Allen Rankin of Southwest Mabou and Rachel Johnson of Sault Ste. Marie, Ont., are celebrating their wedding this weekend with personalized pizza burgers from Cape Breton. (Submitted by Allen Rankin)
The pre-packaged snack is typically made of pepperoni, mozzarella cheese, a tomato-based pizza sauce and a sesame seed bun. In Cape Breton, pizza burgers are most often refrigerated and sold at local gas stations and convenience stores.
The couple reached out to Paul’s Food Factory in Whitney Pier, N.S., which makes the pizza burgers, to see if 100 of the bagged treats could be made for their special day.
The company’s owner, Jennifer Price-Sheppard, not only took the order, but personalized the packaging to include the couple’s names and their wedding date. Rankin’s parents planned to drive the pizza burgers to Ontario.
Price-Sheppard said it was not the first time an engaged couple had asked for the favour.
“People just grew up with them,” she said.
Company founder Paul Price started making submarine sandwiches for his own convenience store in 1982.
It came out of necessity, as another supplier had stopped showing up at regular intervals. Workers from the steel mill in Whitney Pier at the time were hungry.
Brenda MacLeod puts sauces on pizza burger buns at Paul’s Food Factory. MacLeod is one of three employees who have been working at the shop for 30 years or more. (Erin Pottie/CBC)
He began by making the sandwiches at night and bringing them to local stores in the family’s station wagon. The pizza burger would soon follow, and within three years, Price was selling his products across the island.
“The customers lined up for them sometimes,” said Price, who eventually closed his convenience store to focus on the ready-made meals.
At one time, Paul’s Food Factory was supplying its pizza burgers to 300 stores on the island, but with so many stores closing, they’re now down to about half that number.
Price-Sheppard said both she and her father never changed the recipe, but last year they were forced to temporarily switch up some ingredients when COVID-19 interfered with their regular pepperoni supply.
“Sales dropped drastically,” said Price. “We were nervous. It was an uproar.”
Price-Sheppard said she sent a letter to the Cape Breton Regional Municipality asking the mayor and council to consider making pizza burgers the official food of the region.
A similar declaration was given to the donair in Halifax about six years ago.
The current owner of Paul’s Food Factory is Jennifer Price-Sheppard, the daughter of founder Paul Price. Price retired about five years ago. (Erin Pottie/CBC)

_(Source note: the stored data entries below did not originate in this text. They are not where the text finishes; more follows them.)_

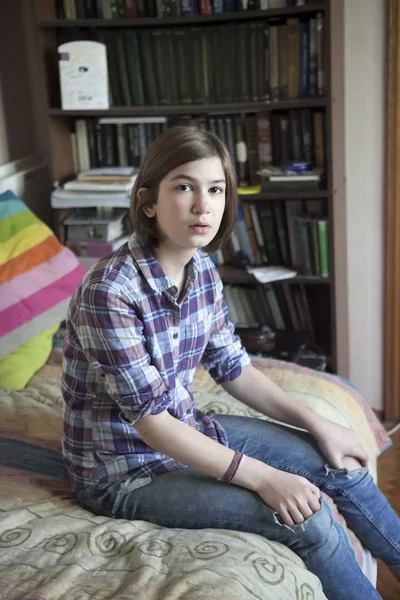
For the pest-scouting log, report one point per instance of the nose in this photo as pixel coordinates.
(201, 203)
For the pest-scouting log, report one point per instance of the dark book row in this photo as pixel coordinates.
(239, 62)
(280, 306)
(254, 140)
(120, 9)
(293, 233)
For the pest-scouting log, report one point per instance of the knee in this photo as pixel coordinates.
(318, 528)
(350, 463)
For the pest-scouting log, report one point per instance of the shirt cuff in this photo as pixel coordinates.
(155, 407)
(234, 370)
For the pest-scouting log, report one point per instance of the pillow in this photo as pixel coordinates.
(37, 279)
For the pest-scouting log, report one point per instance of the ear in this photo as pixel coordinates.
(149, 211)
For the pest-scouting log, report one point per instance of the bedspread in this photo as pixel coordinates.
(52, 549)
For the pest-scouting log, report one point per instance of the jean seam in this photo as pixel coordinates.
(323, 485)
(206, 523)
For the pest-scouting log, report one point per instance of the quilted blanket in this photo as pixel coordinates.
(52, 549)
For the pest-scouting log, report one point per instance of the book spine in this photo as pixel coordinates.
(323, 247)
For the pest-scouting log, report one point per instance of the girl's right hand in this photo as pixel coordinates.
(294, 497)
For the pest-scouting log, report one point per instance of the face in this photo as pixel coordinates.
(190, 205)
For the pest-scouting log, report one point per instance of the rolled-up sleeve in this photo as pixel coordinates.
(224, 356)
(111, 337)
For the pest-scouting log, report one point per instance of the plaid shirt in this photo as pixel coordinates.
(131, 350)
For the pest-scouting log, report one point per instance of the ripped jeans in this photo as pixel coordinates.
(191, 500)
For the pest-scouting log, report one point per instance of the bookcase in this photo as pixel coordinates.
(244, 74)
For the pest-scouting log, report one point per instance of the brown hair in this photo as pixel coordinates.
(173, 148)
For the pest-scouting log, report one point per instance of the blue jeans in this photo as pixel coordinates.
(191, 500)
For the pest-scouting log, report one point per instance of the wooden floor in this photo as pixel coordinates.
(389, 483)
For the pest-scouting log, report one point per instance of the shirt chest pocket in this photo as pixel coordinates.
(196, 336)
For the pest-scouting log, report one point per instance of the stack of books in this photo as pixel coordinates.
(98, 200)
(93, 234)
(102, 187)
(276, 179)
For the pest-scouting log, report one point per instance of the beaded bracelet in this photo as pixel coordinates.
(233, 467)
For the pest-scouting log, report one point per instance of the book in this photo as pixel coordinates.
(84, 229)
(96, 249)
(268, 274)
(108, 172)
(95, 186)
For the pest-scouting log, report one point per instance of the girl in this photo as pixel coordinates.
(135, 445)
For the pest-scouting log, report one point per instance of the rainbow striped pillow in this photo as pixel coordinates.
(37, 275)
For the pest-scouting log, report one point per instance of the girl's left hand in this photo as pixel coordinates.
(337, 442)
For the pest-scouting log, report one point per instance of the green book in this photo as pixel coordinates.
(323, 247)
(315, 246)
(133, 67)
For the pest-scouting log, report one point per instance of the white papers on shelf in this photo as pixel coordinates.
(83, 75)
(268, 274)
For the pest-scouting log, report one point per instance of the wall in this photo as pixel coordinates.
(24, 154)
(359, 118)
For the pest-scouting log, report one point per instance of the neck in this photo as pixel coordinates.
(174, 263)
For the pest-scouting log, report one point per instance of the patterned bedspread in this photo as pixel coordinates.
(52, 549)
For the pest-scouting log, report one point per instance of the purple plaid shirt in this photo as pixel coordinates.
(131, 349)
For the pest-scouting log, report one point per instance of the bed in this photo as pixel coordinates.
(52, 549)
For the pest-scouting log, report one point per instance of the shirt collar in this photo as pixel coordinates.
(153, 271)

CBRM Mayor Amanda McDougall said she’s beginning the process of proclaiming Paul’s Food Factory pizza burgers as the official food of the municipality as the business celebrates its 40th year.

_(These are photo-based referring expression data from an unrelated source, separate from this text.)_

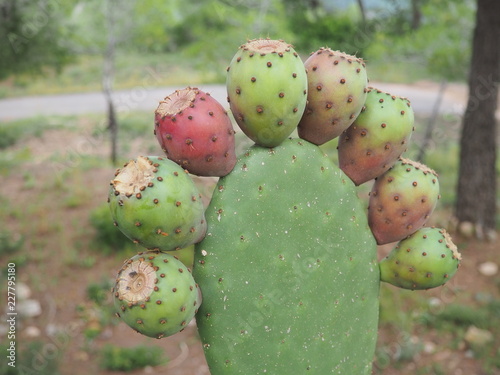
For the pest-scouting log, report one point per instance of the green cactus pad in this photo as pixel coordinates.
(288, 268)
(155, 203)
(426, 259)
(156, 294)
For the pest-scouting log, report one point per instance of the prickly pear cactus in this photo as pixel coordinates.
(285, 255)
(288, 268)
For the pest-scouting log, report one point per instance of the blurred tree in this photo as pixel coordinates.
(317, 25)
(476, 191)
(416, 14)
(32, 36)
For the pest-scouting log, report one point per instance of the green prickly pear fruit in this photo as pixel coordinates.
(337, 85)
(426, 259)
(156, 204)
(267, 90)
(155, 294)
(288, 268)
(401, 200)
(195, 131)
(377, 138)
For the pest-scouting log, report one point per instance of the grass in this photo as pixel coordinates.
(155, 70)
(116, 358)
(132, 70)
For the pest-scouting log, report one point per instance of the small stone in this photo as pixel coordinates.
(29, 308)
(32, 331)
(23, 291)
(477, 336)
(429, 347)
(467, 229)
(488, 268)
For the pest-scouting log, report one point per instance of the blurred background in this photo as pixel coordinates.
(79, 83)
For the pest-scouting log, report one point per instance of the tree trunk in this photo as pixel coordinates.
(416, 15)
(108, 77)
(476, 190)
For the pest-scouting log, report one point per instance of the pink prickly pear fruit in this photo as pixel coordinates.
(426, 259)
(195, 131)
(377, 138)
(267, 90)
(155, 294)
(401, 200)
(337, 85)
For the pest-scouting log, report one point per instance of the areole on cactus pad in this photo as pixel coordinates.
(286, 251)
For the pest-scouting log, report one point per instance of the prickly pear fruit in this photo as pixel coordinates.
(288, 268)
(401, 200)
(156, 204)
(195, 131)
(155, 294)
(267, 90)
(377, 138)
(426, 259)
(337, 85)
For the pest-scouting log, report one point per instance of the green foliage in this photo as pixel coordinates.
(442, 44)
(212, 30)
(108, 237)
(31, 36)
(337, 30)
(114, 358)
(36, 357)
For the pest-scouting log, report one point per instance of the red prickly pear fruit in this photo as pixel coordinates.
(195, 131)
(337, 85)
(377, 138)
(156, 204)
(267, 90)
(426, 259)
(401, 200)
(155, 294)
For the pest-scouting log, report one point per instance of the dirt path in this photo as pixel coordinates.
(422, 95)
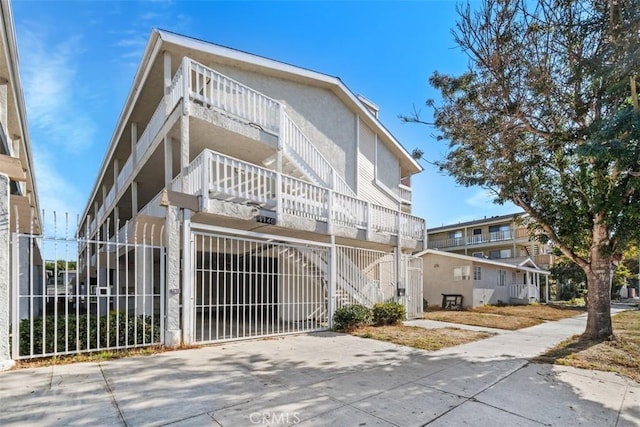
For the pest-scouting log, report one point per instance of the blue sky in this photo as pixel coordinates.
(78, 59)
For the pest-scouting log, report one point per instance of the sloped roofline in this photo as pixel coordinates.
(283, 67)
(485, 261)
(499, 218)
(153, 48)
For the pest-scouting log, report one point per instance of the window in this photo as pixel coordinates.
(462, 273)
(502, 277)
(455, 234)
(502, 253)
(499, 232)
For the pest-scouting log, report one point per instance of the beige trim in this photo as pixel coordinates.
(12, 167)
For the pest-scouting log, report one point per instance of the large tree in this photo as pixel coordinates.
(547, 117)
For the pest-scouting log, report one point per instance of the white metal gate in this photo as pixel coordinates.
(75, 295)
(412, 268)
(247, 288)
(364, 276)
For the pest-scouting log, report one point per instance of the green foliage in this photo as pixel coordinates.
(86, 332)
(543, 119)
(60, 265)
(388, 313)
(351, 316)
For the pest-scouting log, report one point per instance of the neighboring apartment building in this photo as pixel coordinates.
(276, 193)
(19, 211)
(502, 238)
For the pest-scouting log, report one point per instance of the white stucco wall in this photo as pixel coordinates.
(486, 290)
(438, 280)
(329, 124)
(388, 169)
(388, 166)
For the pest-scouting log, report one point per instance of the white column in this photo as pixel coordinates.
(333, 265)
(546, 287)
(4, 108)
(116, 171)
(172, 286)
(134, 198)
(5, 282)
(168, 160)
(134, 141)
(144, 276)
(184, 149)
(187, 279)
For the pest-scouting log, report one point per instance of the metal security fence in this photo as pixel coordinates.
(74, 295)
(247, 288)
(364, 276)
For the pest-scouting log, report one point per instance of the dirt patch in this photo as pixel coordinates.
(621, 354)
(503, 317)
(416, 337)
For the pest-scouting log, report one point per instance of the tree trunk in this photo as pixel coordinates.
(599, 287)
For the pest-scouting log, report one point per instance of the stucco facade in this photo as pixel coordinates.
(215, 146)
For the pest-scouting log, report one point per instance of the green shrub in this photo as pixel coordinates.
(388, 313)
(87, 332)
(351, 316)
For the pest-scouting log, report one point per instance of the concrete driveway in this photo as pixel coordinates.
(327, 379)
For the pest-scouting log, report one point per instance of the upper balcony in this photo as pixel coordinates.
(518, 234)
(326, 197)
(216, 178)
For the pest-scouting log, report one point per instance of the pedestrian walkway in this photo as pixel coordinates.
(328, 379)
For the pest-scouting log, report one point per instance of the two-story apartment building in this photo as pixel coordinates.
(264, 196)
(502, 238)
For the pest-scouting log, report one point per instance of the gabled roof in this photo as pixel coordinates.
(521, 266)
(273, 66)
(483, 221)
(153, 48)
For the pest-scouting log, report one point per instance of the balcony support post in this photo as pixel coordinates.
(369, 221)
(184, 150)
(172, 294)
(186, 84)
(331, 291)
(134, 141)
(330, 203)
(116, 171)
(187, 279)
(168, 160)
(134, 198)
(6, 306)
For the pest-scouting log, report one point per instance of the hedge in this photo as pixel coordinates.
(81, 332)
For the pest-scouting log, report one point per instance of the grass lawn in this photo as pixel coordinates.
(621, 355)
(504, 317)
(425, 339)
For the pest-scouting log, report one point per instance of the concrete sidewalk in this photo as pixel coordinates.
(328, 379)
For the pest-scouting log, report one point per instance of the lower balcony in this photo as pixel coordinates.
(236, 190)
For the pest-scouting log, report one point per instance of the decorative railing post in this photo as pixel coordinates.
(186, 85)
(369, 221)
(330, 203)
(206, 167)
(279, 196)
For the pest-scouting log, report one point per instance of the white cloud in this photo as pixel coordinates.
(50, 86)
(58, 196)
(60, 127)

“You can go anywhere across Canada, and if you’re from Cape Breton, you know what a pizza burger is,” Price-Sheppard said.
Rankin said it’s hard to pinpoint exactly what he loves so much about the snack.

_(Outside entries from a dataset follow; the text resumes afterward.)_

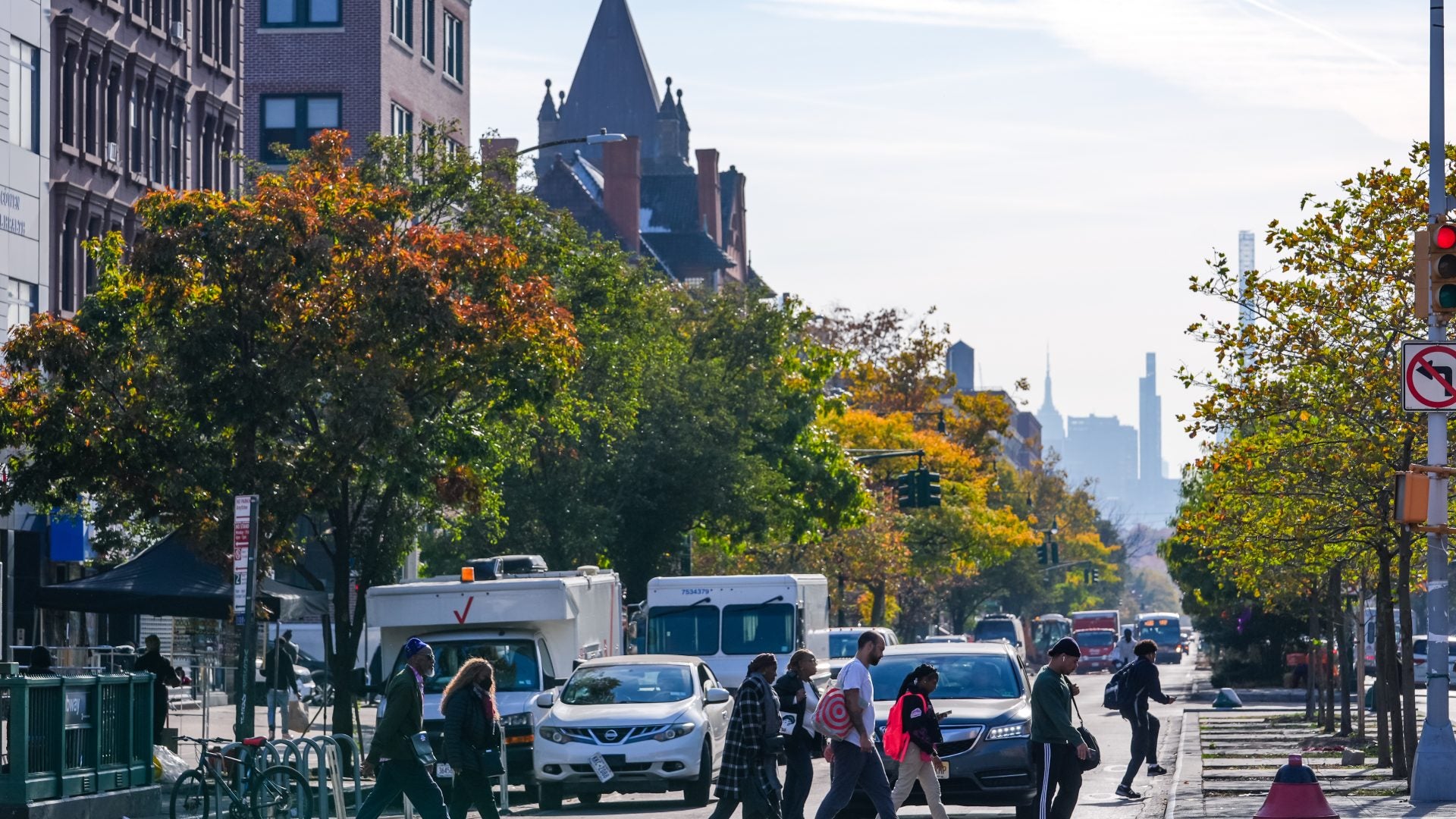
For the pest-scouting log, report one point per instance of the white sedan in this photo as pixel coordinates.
(642, 723)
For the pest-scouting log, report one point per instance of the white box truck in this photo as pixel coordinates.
(728, 620)
(532, 627)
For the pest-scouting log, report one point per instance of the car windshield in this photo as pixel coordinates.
(514, 661)
(620, 686)
(756, 629)
(987, 630)
(682, 630)
(963, 676)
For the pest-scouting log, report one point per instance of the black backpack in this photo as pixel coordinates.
(1119, 692)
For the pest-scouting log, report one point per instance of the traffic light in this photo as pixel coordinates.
(929, 488)
(906, 490)
(1439, 267)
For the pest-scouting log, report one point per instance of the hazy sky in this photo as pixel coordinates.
(1044, 172)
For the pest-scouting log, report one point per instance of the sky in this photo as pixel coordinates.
(1044, 174)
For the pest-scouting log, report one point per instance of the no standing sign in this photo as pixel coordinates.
(1429, 376)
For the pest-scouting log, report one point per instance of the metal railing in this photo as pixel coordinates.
(73, 735)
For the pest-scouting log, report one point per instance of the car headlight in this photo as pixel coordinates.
(555, 735)
(1014, 730)
(673, 732)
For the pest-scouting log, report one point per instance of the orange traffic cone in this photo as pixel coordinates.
(1294, 795)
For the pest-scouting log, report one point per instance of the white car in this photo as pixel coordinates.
(641, 723)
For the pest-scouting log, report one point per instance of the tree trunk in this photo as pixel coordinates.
(1407, 649)
(1389, 670)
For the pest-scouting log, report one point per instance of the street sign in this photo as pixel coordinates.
(1429, 376)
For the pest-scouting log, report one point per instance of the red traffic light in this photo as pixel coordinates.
(1445, 238)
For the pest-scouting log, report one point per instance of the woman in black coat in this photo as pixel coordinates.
(472, 727)
(797, 698)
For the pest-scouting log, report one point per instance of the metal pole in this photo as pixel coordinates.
(1433, 779)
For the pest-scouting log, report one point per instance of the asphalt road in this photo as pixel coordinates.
(1097, 800)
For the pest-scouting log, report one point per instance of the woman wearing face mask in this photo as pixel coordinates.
(799, 698)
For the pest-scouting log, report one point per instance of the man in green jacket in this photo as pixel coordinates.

Paul Price, the founder of Paul’s Food Factory, is shown with daughter Jennifer. (Submitted by Jennifer Price-Sheppard)
“I used to eat those things like five days a week,” he said. “There’s probably a bit of nostalgia to it.”
The couple were planning to borrow three or four microwaves to allow guests to eat the pizza burgers the proper way.
“You’ve got to poke a hole in the bag and then you put it in the microwave for 30 seconds or something like that,” said Rankin.
“The cheese is just melting just right. Give it a second to cool off so you don’t burn the roof of your mouth, which I’ve done a thousand times.”
The couple said they weren’t quite sure how their family and friends from outside Cape Breton might react to their late-night feast.
“It was kind of trying to give the wedding a little bit of a Cape Breton flavour,” said Rankin.